Ave lelah. Fisik, mental, dan emosional. Pikirannya sudah tak bisa fokus, meski berkali-kali terdengar umpatan menggelegar Kaspar di ruangan sempit itu. Jemarinya terjalin rapat di pangkuan, rahang sesekali bergemeletuk karena hanya mengandalkan jaket parka berbahan kanvas untuk melindungi kulitnya dari paparan udara pendingin yang selalu disetel pada suhu ekstrem.

"Bah! Sudah berapa tahun kau di lapangan?! Payah sekali manajemen waktumu! Kalau tahu mobil butut si Bimo suka ngadat, bisalah kausiasati bagaimana supaya bisa terkejar itu konpers!"

Kalau tahu Kijang tua Bimo sering mogok, kenapa tidak memberi kami mobil operasional yang lebih layak? Ave menarik napas pelan. Dan dalam. Tentu hanya dalam hati dia menggerutu. Cari mati kalau sampai berani dia lisankan.

"Kalau kau mau bersiasat, sedikit kreatif saja, kita pasti bisa dapat berita itu!" Ave melirik satu per satu wajah muram di ruangan. "Lain kali, pakailah otakmu!" Sekali lagi makian terlontar.

Kaspar pada dasarnya memang temperamental, dan akan semakin menjadi-jadi saat dihadapkan pada situasi yang tak diharapkan. Yang dijadikan sasaran pelampiasan tentu saja anak buahnya. Seharusnya Ave tak perlu terkejut apalagi sakit hati. Seharusnya. Kalau saja tidak ada serentetan kesialan yang sebelumnya harus dia alami.

"Iya, Bang," gumamnya kemudian.
Kaspar mendengus keras mendengarnya.

Dan Ave nyengir sambil mengangkat bahu manakala ekor matanya menangkap serekah senyum simpati di wajah lelah Bimo.

Entah mengapa Ave merasa sikap lelaki ini selalu lebih lunak kepada bawahannya yang sudah berkeluarga seperti Bimo, daripada lajang seperti dirinya. Lihat saja, kegagalan mereka mendapatkan gambar hari ini bukan sepenuhnya salah Ave, tapi toh hanya dirinya yang sejak tadi dimaki-maki.

Tapi menyadari target amukan Kaspar sudah beralih kepada Johan dan Purwanto−yang sama gagalnya seperti dirinya hari ini−bahunya terkulai lebih rileks.

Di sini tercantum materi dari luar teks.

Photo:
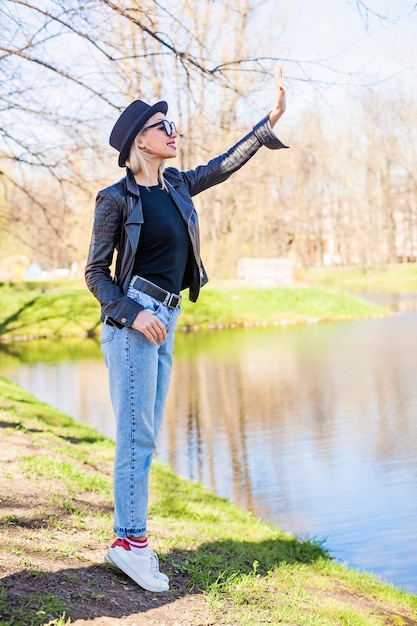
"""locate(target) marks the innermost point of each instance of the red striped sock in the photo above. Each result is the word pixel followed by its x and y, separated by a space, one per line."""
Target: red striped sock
pixel 138 546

Disandarkannya punggung. Tercenung.

Semakin jauh langkahnya dari tujuan. Performanya akan semakin dinilai minus oleh Kaspar. Sementara Astari masih duduk manis tak tergoyahkan di posisi pembaca berita petang, hitung mundur berakhirnya durasi kontrak jurnalistik Ave tak bisa lagi ditangguhkan.

Ave memejamkan mata. Dia ingin segera pulang ke kamarnya yang nyaman. Mengguyur kepala dengan air hangat. Kemudian meringkuk di sofa dengan piama flanel kesayangannya dan menghirup secangkir teh hijau.

Dia melirik jam tangannya putus asa. Kapan meeting jahanam ini akan berakhir? Belum juga ada tanda-tanda Kaspar menyudahi omelannya. Kepalanya mulai berdenyut. Meski berada di kantor hingga larut acap kali dianggap salah satu bentuk loyalitas kepada perusahaan, dia tak ingin melewatkannya di bawah hujan umpatan dan makian.

Tapi setelah Kaspar mengusir pergi mereka semua sekitar setengah jam kemudian, Ave justru memberikan koordinat rumah orangtuanya di kawasan Kaliwiru saat memesan ojek online.